Nonetheless, when he complained to a HR Enterprise Associate, Mr Woods’ was advised to ‘man-up and return to his position’.
Mr Woods was finally supplied ‘re-deployment’, which he accepted, in June 2020 however was advised in March 2021 his contract could be terminated on the finish of the month.
The panel heard Mr Woods made one other formal grievance as he had been was ‘led to consider his new position was everlasting’ – but it surely was not upheld.
Mr Woods’ contract expiry date was prolonged till the top of June 2021, however he was on sick depart throughout that interval till his eventual dismissal.
The tribunal heard he ought to have made his intercourse discrimination declare inside three months of the incident.
Employment Decide Liz Ord mentioned: ‘This declare was introduced about 13 months out of time. These are important delays.’
Decide Ord reasoned that regardless of Mr Woods’ three month illness depart, he had been ‘properly sufficient’ to lodge a grievance attraction throughout this era.

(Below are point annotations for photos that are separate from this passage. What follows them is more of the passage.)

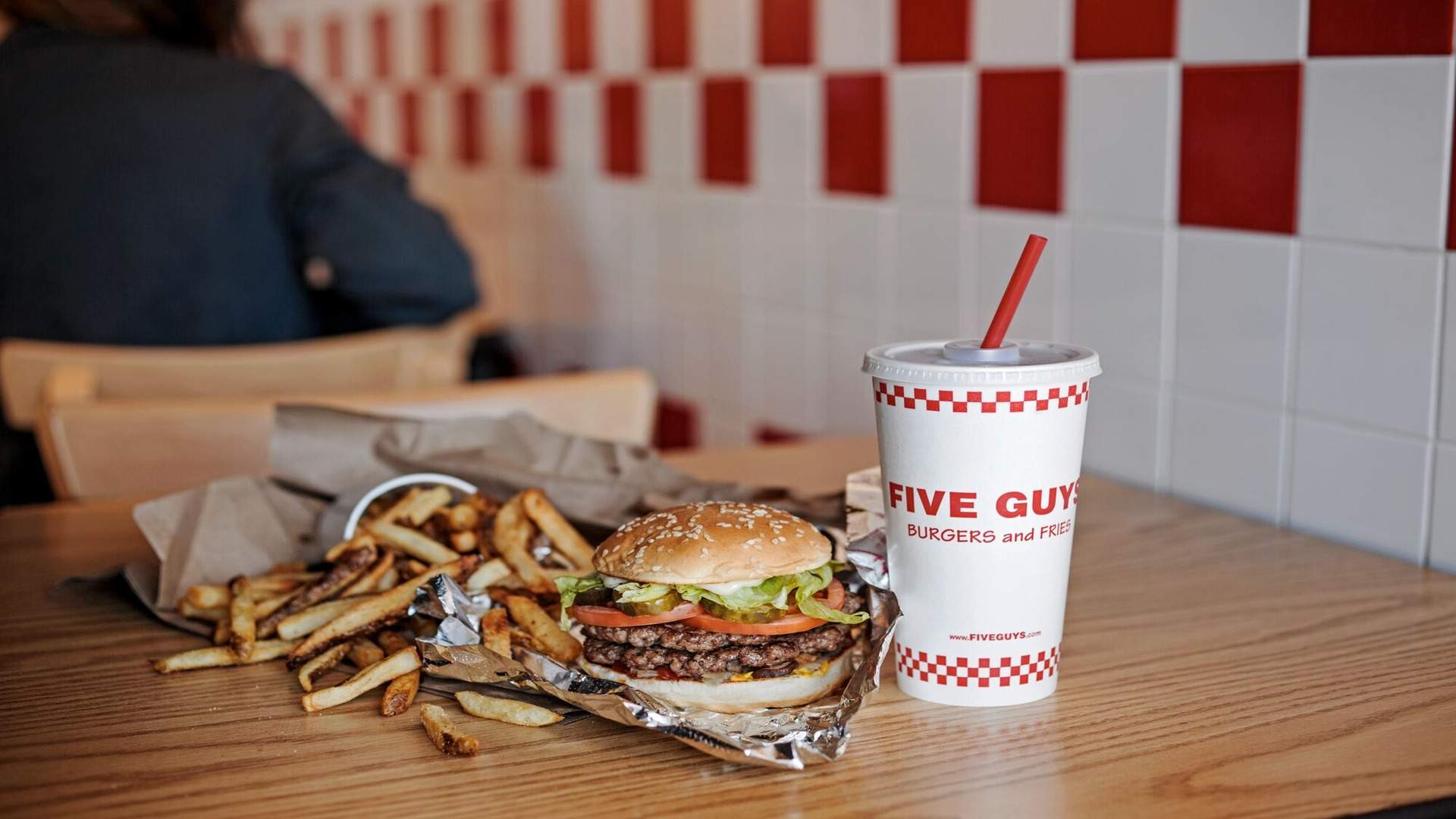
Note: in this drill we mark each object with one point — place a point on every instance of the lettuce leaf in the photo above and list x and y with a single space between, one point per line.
573 586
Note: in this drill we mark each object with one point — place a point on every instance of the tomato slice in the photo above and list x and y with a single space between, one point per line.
617 618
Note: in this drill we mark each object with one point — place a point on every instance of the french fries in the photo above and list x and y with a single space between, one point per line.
370 579
302 624
490 573
506 710
413 542
351 564
495 632
402 689
563 534
513 539
218 656
324 662
367 678
444 733
240 624
560 646
375 614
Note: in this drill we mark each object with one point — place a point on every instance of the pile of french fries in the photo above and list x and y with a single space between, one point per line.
354 607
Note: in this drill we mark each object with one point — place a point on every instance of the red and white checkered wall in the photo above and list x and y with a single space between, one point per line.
1248 205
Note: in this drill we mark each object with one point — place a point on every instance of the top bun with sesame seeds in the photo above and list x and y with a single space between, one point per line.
712 542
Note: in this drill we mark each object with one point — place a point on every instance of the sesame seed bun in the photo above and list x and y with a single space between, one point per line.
712 542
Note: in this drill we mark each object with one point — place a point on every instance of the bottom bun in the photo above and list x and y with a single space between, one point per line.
736 697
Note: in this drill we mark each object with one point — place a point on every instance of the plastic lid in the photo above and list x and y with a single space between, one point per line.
963 362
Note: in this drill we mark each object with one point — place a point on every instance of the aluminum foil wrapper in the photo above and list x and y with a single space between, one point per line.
780 738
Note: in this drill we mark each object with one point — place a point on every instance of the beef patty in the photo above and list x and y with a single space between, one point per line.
692 651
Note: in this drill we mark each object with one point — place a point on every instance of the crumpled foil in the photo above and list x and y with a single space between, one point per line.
780 738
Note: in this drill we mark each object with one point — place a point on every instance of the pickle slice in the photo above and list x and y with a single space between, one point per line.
758 614
657 605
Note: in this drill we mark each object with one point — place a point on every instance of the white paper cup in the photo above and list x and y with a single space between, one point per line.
981 455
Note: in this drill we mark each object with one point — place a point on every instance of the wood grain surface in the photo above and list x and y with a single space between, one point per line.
1212 668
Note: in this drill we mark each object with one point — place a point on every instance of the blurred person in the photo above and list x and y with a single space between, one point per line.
161 188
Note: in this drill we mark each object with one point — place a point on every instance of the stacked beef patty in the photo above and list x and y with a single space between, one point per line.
689 653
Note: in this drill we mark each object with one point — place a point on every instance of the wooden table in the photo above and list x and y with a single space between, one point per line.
1213 667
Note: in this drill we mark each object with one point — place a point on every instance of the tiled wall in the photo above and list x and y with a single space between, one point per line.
1247 200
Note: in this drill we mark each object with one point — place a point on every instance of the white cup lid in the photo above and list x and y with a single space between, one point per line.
963 362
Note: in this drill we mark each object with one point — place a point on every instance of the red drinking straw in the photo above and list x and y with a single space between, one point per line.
1019 278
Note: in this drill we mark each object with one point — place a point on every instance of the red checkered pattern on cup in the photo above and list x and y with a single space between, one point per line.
981 400
979 672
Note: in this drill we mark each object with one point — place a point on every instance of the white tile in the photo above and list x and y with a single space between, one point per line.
780 257
538 38
1234 314
930 134
620 28
1448 422
726 34
1120 133
1367 335
852 240
1043 309
1241 31
927 275
672 130
1021 33
1443 510
1359 487
1122 438
1373 150
1226 455
1117 295
577 129
851 401
854 34
785 134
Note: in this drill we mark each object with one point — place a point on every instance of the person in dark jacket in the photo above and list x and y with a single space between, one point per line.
159 190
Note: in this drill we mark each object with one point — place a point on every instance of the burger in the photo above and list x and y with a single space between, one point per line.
718 605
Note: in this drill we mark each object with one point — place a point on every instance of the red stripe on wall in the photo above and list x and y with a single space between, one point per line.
500 33
1345 28
726 130
786 33
667 36
1019 158
576 36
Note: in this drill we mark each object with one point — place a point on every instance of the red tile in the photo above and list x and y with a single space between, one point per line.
293 46
357 121
786 33
379 25
541 137
500 25
676 425
1239 156
1019 158
855 134
667 34
1379 27
469 148
576 36
622 153
935 31
437 39
726 130
1119 30
334 49
411 137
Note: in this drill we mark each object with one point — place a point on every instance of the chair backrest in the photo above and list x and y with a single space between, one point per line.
34 373
150 447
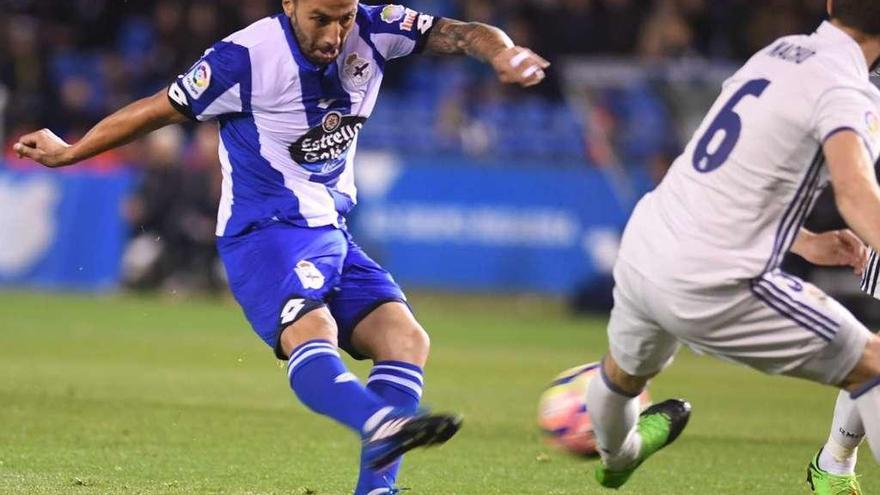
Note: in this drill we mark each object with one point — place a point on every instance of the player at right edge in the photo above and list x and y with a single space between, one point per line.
699 260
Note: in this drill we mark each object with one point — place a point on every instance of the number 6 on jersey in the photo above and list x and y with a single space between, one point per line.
728 121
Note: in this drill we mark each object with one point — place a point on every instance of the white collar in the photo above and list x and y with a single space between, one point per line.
834 35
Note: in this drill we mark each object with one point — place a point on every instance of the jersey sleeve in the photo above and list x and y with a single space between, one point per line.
397 31
848 109
218 84
871 276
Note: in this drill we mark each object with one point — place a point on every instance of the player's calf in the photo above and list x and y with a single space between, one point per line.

‘It seems that Mr Woods had no intention of bringing a discrimination declare till his dismissal, which acted as a catalyst for motion. This was a calculated alternative that he made.’
The decide dominated it was not ‘simply and equitable’ to increase the three month deadline to take authorized motion at an employment tribunal and subsequently Mr Woods’s declare was dismissed.